4. Importante, nesse ponto, considerar que tanto a análise tópica dos
dispositivos em questão (artigos 12 e 14), quanto a interpretação da
natureza desses dispositivos legais da Lei 11.483/07, levam à conclusão
da impossibilidade de a União Federal transferir os imóveis, na forma do
artigo 14, sem antes garantir aos ocupantes de baixa renda o direito posto
pelo artigo 12, estando autorizado a aliená-los diretamente se e somente se
restar comprovado que os ocupantes desses imóveis não sejam considerados
de baixa renda ou não manifestem eles esse interesse ou, ainda, não reúnam
condições objetivas de aquisição.
5. A vontade legal é clara nesse sentido: sendo os imóveis residenciais,
não-operacionais, da extinta RFFSA, ocupados por pessoas consideradas de
"baixa renda" a elas deve ser assegurada a aquisição mediante o procedimento
da venda direta: daí, não sendo preenchida essa condição ou, em sendo
preenchida, não seja possível viabilizar a venda direta por absoluta falta
de meios ou de interesse dos ocupantes, estará o imóvel liberado para os
fins do artigo 14.
6. Diferente, por corolário lógico, é a situação posta pelo artigo 13,
que confere aos ocupantes não enquadrados como de "baixa renda", o direito de
preferência na compra, situação que só se coloca na hipótese de a União
Federal pretender vender, pelos mecanismos legais a ela disponibilizados,
os imóveis em questão, devendo, nesse caso, oportunizar aos ocupantes o
exercício do direito de preferência, preço por preço.

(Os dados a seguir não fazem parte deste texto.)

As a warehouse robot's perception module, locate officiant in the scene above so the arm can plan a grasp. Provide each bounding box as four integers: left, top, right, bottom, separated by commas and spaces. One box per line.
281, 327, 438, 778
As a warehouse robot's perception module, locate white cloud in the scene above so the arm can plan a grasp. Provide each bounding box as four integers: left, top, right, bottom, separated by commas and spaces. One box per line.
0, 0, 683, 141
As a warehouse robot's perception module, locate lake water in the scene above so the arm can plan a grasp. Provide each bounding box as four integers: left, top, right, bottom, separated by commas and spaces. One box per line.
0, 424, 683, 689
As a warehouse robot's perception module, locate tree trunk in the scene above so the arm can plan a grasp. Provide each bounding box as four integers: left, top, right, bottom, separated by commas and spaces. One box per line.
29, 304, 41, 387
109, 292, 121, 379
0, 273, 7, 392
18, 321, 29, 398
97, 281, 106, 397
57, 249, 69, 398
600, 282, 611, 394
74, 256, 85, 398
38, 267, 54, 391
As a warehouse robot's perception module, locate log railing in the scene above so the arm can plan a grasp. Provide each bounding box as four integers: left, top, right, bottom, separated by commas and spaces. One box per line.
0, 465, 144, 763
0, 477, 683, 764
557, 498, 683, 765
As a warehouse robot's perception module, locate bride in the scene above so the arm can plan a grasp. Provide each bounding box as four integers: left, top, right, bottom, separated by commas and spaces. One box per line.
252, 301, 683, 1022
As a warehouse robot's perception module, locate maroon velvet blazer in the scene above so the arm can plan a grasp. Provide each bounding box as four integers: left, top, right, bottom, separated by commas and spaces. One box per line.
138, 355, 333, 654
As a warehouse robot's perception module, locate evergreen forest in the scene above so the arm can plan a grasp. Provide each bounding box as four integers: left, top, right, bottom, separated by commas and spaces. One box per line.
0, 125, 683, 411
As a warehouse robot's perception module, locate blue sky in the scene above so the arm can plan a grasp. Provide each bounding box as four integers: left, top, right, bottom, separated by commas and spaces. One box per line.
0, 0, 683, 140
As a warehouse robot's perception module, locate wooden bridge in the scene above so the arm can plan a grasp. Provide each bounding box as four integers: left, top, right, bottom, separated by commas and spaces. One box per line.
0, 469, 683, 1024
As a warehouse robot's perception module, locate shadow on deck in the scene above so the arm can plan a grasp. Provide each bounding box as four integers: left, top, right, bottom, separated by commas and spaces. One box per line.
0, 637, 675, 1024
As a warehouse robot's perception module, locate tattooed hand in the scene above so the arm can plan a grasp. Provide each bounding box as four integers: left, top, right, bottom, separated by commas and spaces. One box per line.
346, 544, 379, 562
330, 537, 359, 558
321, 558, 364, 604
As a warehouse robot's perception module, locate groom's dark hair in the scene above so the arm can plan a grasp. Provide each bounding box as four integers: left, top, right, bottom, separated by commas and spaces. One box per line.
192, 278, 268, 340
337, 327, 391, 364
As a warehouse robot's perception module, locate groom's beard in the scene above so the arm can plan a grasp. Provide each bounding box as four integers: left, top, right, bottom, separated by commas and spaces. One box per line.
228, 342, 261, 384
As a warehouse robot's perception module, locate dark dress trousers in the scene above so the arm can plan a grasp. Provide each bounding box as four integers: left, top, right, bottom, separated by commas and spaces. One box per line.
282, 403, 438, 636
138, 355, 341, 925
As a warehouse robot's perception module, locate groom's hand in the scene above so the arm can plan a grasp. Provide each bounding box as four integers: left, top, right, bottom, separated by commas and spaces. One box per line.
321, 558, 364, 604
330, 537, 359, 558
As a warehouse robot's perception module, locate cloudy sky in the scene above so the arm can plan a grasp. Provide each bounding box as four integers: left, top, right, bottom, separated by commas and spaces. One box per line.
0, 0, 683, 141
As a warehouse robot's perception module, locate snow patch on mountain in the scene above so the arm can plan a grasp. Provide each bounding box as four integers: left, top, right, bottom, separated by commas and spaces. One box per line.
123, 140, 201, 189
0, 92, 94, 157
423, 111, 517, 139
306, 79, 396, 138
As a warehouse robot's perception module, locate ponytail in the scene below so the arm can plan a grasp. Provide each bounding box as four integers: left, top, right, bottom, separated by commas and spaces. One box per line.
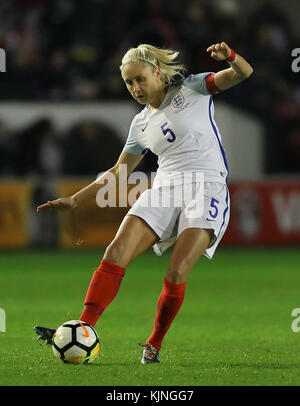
120, 44, 186, 83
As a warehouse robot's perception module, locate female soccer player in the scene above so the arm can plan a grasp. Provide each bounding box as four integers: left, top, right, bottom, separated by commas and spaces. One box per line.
35, 42, 253, 364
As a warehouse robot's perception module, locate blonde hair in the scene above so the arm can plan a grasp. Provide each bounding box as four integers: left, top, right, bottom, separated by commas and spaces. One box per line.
120, 44, 186, 83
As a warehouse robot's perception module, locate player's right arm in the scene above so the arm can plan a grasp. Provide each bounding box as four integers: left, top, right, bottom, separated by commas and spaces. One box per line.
37, 150, 144, 211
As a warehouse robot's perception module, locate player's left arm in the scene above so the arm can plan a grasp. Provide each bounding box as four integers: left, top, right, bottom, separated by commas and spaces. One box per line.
207, 42, 253, 90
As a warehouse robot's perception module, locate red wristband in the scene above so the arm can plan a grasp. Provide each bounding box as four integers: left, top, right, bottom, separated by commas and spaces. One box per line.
226, 49, 236, 62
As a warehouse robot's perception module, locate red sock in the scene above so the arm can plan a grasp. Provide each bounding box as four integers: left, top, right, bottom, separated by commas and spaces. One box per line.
79, 259, 125, 326
146, 278, 186, 350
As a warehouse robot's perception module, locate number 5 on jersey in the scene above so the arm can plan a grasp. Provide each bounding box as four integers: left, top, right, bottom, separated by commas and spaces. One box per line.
160, 122, 176, 142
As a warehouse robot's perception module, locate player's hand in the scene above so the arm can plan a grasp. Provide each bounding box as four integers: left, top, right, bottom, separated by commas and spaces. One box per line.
206, 42, 231, 61
36, 197, 76, 211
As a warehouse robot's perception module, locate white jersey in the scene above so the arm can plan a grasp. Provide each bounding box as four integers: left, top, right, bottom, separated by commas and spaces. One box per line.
124, 72, 228, 188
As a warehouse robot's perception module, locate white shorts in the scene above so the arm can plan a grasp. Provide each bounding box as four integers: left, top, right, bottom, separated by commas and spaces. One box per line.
125, 182, 230, 259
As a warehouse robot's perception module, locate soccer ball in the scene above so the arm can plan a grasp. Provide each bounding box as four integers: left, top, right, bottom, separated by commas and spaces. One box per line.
52, 320, 100, 364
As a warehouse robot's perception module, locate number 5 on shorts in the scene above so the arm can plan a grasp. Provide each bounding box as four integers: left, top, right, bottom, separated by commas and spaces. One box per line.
209, 198, 220, 219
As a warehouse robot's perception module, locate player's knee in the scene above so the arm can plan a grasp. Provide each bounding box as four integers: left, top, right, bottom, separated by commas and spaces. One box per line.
167, 258, 191, 283
103, 239, 129, 268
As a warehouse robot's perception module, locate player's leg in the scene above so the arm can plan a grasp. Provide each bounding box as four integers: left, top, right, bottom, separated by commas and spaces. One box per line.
142, 228, 213, 363
35, 215, 159, 344
79, 215, 159, 326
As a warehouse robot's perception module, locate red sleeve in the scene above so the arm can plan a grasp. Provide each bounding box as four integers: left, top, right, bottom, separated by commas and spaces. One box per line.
205, 73, 220, 94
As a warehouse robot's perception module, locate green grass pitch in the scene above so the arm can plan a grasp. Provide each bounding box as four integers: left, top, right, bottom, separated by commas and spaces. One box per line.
0, 248, 300, 386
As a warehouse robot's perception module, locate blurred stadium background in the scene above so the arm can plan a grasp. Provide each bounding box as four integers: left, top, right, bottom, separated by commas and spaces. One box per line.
0, 0, 300, 249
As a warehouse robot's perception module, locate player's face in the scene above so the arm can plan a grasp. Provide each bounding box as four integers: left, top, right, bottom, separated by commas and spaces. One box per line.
122, 62, 164, 104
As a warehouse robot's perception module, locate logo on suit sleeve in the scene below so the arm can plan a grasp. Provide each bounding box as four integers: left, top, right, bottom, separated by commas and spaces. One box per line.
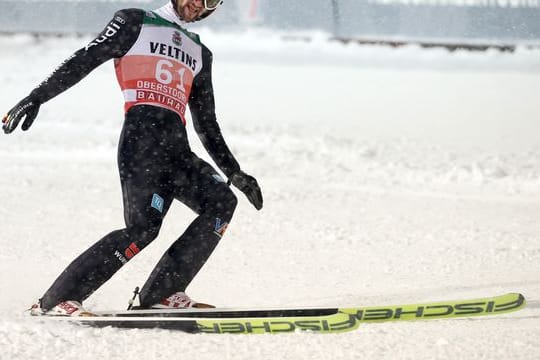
214, 218, 229, 237
151, 194, 165, 213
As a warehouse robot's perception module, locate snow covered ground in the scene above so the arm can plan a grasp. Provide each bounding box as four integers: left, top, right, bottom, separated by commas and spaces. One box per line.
0, 31, 540, 360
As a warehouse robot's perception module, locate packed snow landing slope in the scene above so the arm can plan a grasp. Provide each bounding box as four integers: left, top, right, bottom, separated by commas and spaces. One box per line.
0, 33, 540, 359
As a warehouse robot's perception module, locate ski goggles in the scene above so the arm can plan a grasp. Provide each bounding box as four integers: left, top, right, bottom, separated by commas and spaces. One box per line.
204, 0, 223, 10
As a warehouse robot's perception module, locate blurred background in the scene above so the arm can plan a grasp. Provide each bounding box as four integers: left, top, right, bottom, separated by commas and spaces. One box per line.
0, 0, 540, 49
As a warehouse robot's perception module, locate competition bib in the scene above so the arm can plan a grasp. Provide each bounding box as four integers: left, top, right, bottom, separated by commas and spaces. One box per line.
115, 12, 202, 124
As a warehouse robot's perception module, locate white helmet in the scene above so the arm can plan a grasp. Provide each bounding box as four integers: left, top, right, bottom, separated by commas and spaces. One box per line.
171, 0, 223, 21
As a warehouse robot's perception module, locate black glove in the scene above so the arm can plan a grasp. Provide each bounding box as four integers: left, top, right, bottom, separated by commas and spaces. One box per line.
2, 96, 41, 134
229, 170, 263, 210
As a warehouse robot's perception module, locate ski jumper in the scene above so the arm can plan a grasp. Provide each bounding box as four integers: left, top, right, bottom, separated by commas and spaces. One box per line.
32, 4, 240, 310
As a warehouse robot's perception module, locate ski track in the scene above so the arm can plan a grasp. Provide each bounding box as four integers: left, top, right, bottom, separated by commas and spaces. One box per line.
0, 30, 540, 360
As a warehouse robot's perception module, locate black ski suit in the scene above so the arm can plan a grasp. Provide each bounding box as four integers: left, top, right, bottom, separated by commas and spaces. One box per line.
13, 9, 262, 310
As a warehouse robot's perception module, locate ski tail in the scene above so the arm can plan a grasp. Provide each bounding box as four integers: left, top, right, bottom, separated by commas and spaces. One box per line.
340, 293, 526, 323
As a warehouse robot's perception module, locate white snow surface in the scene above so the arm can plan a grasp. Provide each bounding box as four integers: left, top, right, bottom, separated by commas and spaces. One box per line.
0, 29, 540, 360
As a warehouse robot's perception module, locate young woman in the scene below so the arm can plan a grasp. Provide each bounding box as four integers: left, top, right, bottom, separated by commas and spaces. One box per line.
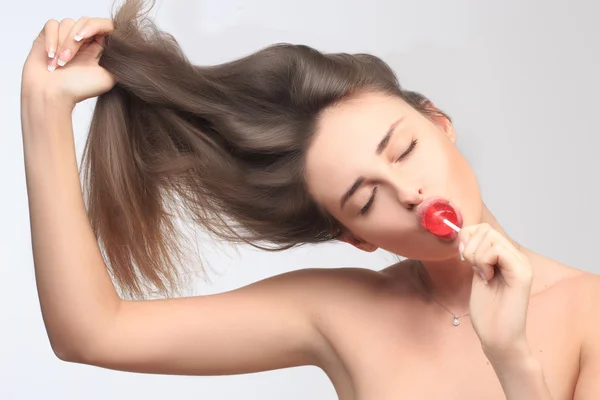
22, 1, 600, 400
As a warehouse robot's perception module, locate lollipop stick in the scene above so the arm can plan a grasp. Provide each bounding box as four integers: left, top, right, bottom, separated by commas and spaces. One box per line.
444, 218, 460, 232
444, 218, 465, 261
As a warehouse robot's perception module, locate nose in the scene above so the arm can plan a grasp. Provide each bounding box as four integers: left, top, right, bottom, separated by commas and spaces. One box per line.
393, 182, 424, 210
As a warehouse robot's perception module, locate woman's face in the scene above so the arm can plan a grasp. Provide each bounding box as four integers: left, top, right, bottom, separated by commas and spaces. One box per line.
306, 93, 483, 260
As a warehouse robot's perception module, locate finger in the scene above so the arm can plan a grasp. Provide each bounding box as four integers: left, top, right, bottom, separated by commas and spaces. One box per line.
461, 224, 492, 265
41, 19, 59, 58
474, 238, 505, 283
56, 17, 82, 67
73, 18, 114, 42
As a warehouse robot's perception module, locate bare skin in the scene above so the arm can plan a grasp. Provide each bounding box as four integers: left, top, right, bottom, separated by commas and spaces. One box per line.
312, 248, 600, 400
22, 19, 600, 400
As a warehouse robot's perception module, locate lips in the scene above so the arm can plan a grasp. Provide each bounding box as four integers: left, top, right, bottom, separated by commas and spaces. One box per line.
417, 197, 463, 240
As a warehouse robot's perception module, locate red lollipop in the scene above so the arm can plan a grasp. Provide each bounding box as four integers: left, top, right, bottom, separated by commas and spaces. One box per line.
420, 198, 462, 239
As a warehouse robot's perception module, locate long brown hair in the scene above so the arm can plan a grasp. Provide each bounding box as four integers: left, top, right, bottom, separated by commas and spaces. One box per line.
82, 0, 445, 297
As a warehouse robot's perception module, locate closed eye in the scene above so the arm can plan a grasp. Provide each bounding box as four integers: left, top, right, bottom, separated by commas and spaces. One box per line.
360, 139, 418, 215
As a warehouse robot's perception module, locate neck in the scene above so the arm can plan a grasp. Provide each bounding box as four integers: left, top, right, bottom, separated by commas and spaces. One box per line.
416, 205, 523, 314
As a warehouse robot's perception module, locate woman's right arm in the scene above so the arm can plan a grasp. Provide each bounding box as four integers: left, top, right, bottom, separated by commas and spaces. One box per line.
22, 97, 328, 375
21, 18, 325, 375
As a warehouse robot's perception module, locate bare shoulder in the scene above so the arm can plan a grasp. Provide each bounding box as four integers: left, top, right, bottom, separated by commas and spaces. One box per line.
282, 267, 394, 297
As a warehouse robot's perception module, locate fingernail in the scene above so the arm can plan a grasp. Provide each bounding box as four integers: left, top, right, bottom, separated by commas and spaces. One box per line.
473, 266, 487, 285
479, 272, 487, 285
58, 49, 71, 67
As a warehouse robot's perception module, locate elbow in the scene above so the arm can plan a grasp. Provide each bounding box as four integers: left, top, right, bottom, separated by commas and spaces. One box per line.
51, 341, 104, 365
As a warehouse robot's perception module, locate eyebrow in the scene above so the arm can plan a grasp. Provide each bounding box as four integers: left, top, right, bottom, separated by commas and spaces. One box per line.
340, 118, 402, 208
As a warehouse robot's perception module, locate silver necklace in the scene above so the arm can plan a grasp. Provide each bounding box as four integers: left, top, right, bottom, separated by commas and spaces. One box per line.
415, 242, 521, 326
431, 295, 471, 326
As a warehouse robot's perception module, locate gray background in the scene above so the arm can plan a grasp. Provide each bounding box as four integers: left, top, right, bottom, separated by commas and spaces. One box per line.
0, 0, 600, 400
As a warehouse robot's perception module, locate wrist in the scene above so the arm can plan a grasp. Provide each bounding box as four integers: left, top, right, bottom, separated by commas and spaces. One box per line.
484, 340, 537, 372
21, 91, 75, 116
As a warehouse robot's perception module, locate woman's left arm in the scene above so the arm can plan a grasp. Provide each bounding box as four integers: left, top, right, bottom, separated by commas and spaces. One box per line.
573, 276, 600, 400
459, 223, 552, 400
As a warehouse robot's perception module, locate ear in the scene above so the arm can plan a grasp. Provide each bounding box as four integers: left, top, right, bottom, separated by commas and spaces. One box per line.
337, 230, 378, 253
428, 103, 456, 143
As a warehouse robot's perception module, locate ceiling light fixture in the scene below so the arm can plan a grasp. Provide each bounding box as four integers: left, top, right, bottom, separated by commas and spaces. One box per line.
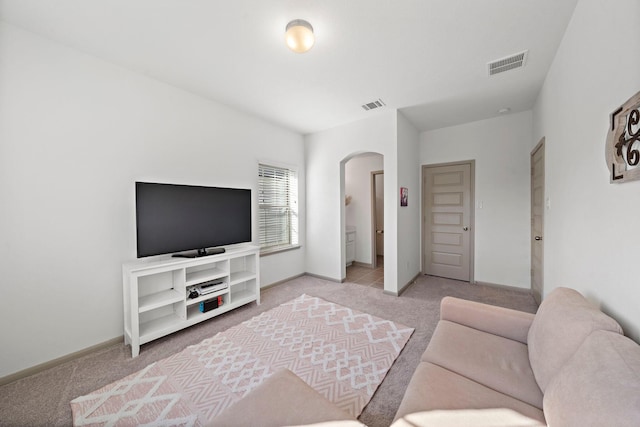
285, 19, 315, 53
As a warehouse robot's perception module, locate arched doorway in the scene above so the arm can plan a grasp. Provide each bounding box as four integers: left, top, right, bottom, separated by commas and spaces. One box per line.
340, 152, 384, 289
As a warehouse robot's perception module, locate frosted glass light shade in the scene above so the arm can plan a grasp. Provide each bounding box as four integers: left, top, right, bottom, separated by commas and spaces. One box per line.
285, 19, 315, 53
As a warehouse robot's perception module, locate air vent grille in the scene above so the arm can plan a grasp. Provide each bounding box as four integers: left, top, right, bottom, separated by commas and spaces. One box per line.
362, 99, 386, 111
488, 50, 529, 76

7. Quanto aos demais pontos dos pedidos deduzidos na ação civil pública,
a saber: obrigação de fazer "consistente em realizar a retomada dos bens
litigados com o ônus de garantir outra moradia às pessoas que habitam os
imóveis, no raio de 3 (três) quilômetros do local das moradias previamente
à desocupação efetiva dos imóveis, sob pena de indenizar cada família em
R$ 300.000,00 (trezentos mil reais)" e a de "inserir, no respectivo contrato,
cláusula obrigando o beneficiário a arcar com o ônus de garantir a moradia
das pessoas que habitam os imóveis, no raio de 4 (três) quilômetros do
local das moradias previamente à desocupação efetiva dos mesmos, sob pena
de indenizar cada família em R$ 300.000,00 (trezentos mil reais)", tudo com
fundamento no artigo 6º da Constituição da República, tais pretensões
não se sustentam. Não há previsão que imponha tais providências. Os
próprios bens transferidos à União Federal, por força de lei, conferem
o direito de propriedade e estabelecem as limitações e possibilidade de
uso, não havendo nenhuma previsão de garantia aos ocupantes dos imóveis,
além daquelas já exaustivamente consideradas (direito à aquisição e
direito à preferência na compra).
8. O artigo 6º da Constituição Federal, ao prever o direito à moradia
como um dos direitos sociais, não dá ao Poder Judiciário atribuições
típicas do Poder Executivo e do Poder Legislativo de implementarem as
políticas públicas aí previstas, dentre elas a da moradia.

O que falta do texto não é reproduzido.